Bilin bakalım 2022 yılında Cuma Cumartesi ve Pazar günlerini hafta tatili ilan ederek bu uygulamayı ilk başlatan öncü ülke hangisi? Birleşik Arap Emirlikleri. 

BAE, 1 Ocak 2022’den itibaren, resmi kurumlarda haftada dört buçuk günlük çalışma uygulamasına geçildiğini ve Cuma’lar yarım gün olacak biçimde hafta tatilinin Cuma, Cumartesi, Pazar olarak düzenleneceğini duyurmuş.2 Ülkedeki çok uluslu şirketlerin de hızlıca bu uygulamaya uyum sağlayacağı öngörülmüş. 

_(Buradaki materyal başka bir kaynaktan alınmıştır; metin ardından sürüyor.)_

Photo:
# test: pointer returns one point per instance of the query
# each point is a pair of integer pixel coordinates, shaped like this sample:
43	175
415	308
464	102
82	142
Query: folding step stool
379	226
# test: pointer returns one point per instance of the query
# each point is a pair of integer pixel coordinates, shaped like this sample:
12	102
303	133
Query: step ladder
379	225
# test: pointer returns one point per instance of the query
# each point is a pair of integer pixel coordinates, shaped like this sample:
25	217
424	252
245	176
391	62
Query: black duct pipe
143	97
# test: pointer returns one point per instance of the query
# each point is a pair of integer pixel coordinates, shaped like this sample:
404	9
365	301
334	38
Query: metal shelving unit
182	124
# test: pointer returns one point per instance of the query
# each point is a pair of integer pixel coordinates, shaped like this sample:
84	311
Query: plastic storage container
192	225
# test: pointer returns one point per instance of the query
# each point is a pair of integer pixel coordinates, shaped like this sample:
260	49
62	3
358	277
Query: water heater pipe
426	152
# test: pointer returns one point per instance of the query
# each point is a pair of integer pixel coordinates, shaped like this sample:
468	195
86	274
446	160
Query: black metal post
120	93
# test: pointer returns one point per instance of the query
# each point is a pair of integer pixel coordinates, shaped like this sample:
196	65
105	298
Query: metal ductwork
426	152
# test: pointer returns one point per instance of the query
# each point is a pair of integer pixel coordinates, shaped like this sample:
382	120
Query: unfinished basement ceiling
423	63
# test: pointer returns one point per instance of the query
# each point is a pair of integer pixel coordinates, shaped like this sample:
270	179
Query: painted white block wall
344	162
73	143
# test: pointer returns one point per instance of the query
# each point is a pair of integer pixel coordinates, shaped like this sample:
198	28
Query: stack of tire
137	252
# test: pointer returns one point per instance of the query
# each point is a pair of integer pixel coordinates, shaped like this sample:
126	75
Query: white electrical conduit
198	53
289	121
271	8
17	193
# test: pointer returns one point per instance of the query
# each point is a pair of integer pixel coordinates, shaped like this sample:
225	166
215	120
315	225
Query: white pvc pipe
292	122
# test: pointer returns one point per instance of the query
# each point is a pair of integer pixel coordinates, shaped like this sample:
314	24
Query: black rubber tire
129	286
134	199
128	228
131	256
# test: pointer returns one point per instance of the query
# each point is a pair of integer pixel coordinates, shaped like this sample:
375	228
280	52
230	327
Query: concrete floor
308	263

Dört günlük haftalık çalışma düzenlemesinin gerekçeleri ülkeden ülkeye farklılaşıyor. BAE, kendisini İslam ticaret geleneğinden farklılaştırıp, Cuma Cumartesi tatili yerine daha “Batı”lı bir rekabet gücü peşindeyken; Japonya, neredeyse kontrolden çıkmış çalışma kültürünü “normalleştirip”, insan kaynağının kendi kendisini tüketmesinin önüne geçmeye çalışıyor. Batının kapitalistleri ise, artı değeri en iyi kabartacak iş-yaşam dengesini yakalama çabasında olduğunu söylüyor.

Neredeen nereye?... İnsana yaraşır yaşam hakkı için mücadeleden, patronlara yoğunlaştırılmış üretkenlik olarak geri dönsün diye, “kaliteli yaşam motivasyonuna”.

Bu “insanlar isterse haftada dört gün çalışacaklarmış, maaşları da aynı kalacakmış” efsanesini bir yana bırakalım. Son olarak bir de Dünya genelinde çalışma sürelerinin genel duruma bakalım.

OECD’nin 2020 yılı verileri kullanılarak üye ülkeler açısından uzun çalışma sürelerini ortaya çıkaran bir tablo var. Tabloda ülkeler, haftada 60 (altmış) saat ve üzeri çalışanların toplam işçilere oranına göre sıralanmış. OECD ortalaması yüzde 4.4. Listenin başında yüzde 15.1 ile Türkiye. Ardında yüzde 14.2 ile Kolombiya ve yüzde 13.4 ile Meksika var. 

Türkiye için bir hesap yapmaya çalışalım. Tabloya göre ülkedeki işçilerin yüzde 15.1’i haftada 60 saat ve üzeri çalışıyor. Eylül 2022 TUİK istatistiklerine göre, memlekette 14 milyon 919 bin 900 ücretli çalışan var. OECD’nin verilerinden yüzde 15.1 bilgisini alırsak, kabaca, çok çok kabaca hesapla 2 milyondan fazla işçinin haftada 60 saat ve üzeri çalıştığı çıkıyor karşımıza.

Altmış saat. Haftanın 5 günü de, 6 günü de, 7 günü de çalışsa günlük çalışma saati tarihsel kazanımımız olan 8 saati aşıyor…

Esneklikmiş, teknolojiymiş, kaliteymiş, motivasyonmuş, iş-yaşam dengesiymiş… 

Dünya alem bir asır geriye dönmüş olabilir. Biz, bırak ömrümüzü, yıllarımızı, aylarımızı, haftalarımızı, tek bir günümüzü vermeyiz. Tek adım geri atmadan, tek saati kaptırmadan ilerlemesini bilmeliyiz. Önce sekiz saat iş, sekiz saat dinlenme, sekiz saat yaşam hakkımızı geri alıp, hemen ardından daha ilerisi için mücadeleye devam etmeliyiz.